Dalam hadits di atas, Rosulullah-shollallahu ‘alaihi wa sallam- memerintahkan untuk mengeluarkan zakat fitrah dari jenis makanan. Buktinya beliau –shollallahu ‘alaihi wa sallam- menyebutkan beberapa contoh makanan pokok di zaman itu, seperti : kurma dan gandum. Padahal saat itu telah ada mata uang berupa dinar dan dirham. Jika memang boleh untuk mengeluarkannya berupa uang, tentu beliau akan menyebutkan.

Bahkan dalam riwayat Abu Sa’id Al-Khudri –rodhiallohu ‘anhu-, beliau secara tegas menyebutkan dengan kata “makanan”. Dari Abu Sa’id Al-Khudri –rodhiallohu ‘anhu- beliau berkata :
«كُنَّا نُخْرِجُ زَكَاةَ الْفِطْرِ صَاعًا مِنْ طَعَامٍ، أَوْ صَاعًا مِنْ شَعِيرٍ، أَوْ صَاعًا مِنْ تَمْرٍ، أَوْ صَاعًا مِنْ أَقِطٍ، أَوْ صَاعًا مِنْ زَبِيبٍ»
“Kami membayar zakat fithri berupa satu sha’ makanan, atau gandum atau kurma atau satu sha’ keju atau anggur kering.” [ HR. Muslim : 985 ].
Kalimat “kami mengeluarkan” di sini, merupakan bentuk pemahaman dan pengamalan para sahabat terhadap hadits nabi-shollallahu ‘alaihi wa sallam-. Dan sebaik-baik generasi dalam memahami hadits nabi-shollallohu ‘alaihi wa sallam-, adalah para sahabat.
Al-Imam An-Nawawi –rohimahullah- berkata :
وَلَمْ يُجِزْ عَامَّةُ الْفُقَهَاءِ إِخْرَاجَ الْقِيمَةِ
“Mayoritas fuqoha’ ( ahli fiqh ) tidak memperbolehkan untuk mengeluarkan zakat fitrah berupa nilainya ( uang ).” [ Syarah Shohih Muslim : 7/61 ].
Ibnu Qudamah Al-Maqdisi –rohimahullah- berkata :
أن النبي صلى الله عليه و سلم فرض صدقة الفطر أجناسا معدودة فلم يجز العدول عنها كما لو أخرج القيمة وذلك لأن ذكر الأجناس بعد ذكره الفرض تفسير للمفروض فما أضيف إلى المفسر يتعلق بالتفسير فتكون هذه الاجناس مفروضة فيتعين الاخراج منها ولأنه اذا أخرج غيرها عدل عن المنصوص عليه فلم يجز
“Sesungguhnya Nabi-shollallahu ‘alaihi wa sallam- telah mewajibkan zakat fitrah berupa jenis-jenis yang telah terbatas ( berupa makanan pokok ).
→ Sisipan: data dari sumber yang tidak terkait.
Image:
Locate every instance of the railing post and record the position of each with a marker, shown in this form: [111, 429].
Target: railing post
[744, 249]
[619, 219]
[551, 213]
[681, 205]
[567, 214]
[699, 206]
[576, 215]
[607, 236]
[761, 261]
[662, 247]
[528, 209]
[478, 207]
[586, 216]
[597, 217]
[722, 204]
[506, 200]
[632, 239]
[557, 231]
Maka tidak boleh untuk berpaling darinya, seperti seandainya seorang mengeluarkan nilai dari zakat itu ( seperti uang ). Karena sesungguhnya penyebutan beberapa jenis setelah sebelumnya menyebutkan suatu perkara yang wajib, merupakan tafsir dari sesuatu yang diwajibkan. Maka apa yang disandarkan kepada sesuatu yang ditafsiri, berkaitan dengan tafsir. Maka beberapa jenis ini merupakan perkara yang wajib dan dipastikan/diharuskan untuk mengeluarkan darinya. Karena kalau dia mengeluarkan selainnya, maka dia telah berpaling dari dalil-dalil yang menunjukkan atasnya, maka ini tidak boleh.” [ Al-Mughni : 2/663 ].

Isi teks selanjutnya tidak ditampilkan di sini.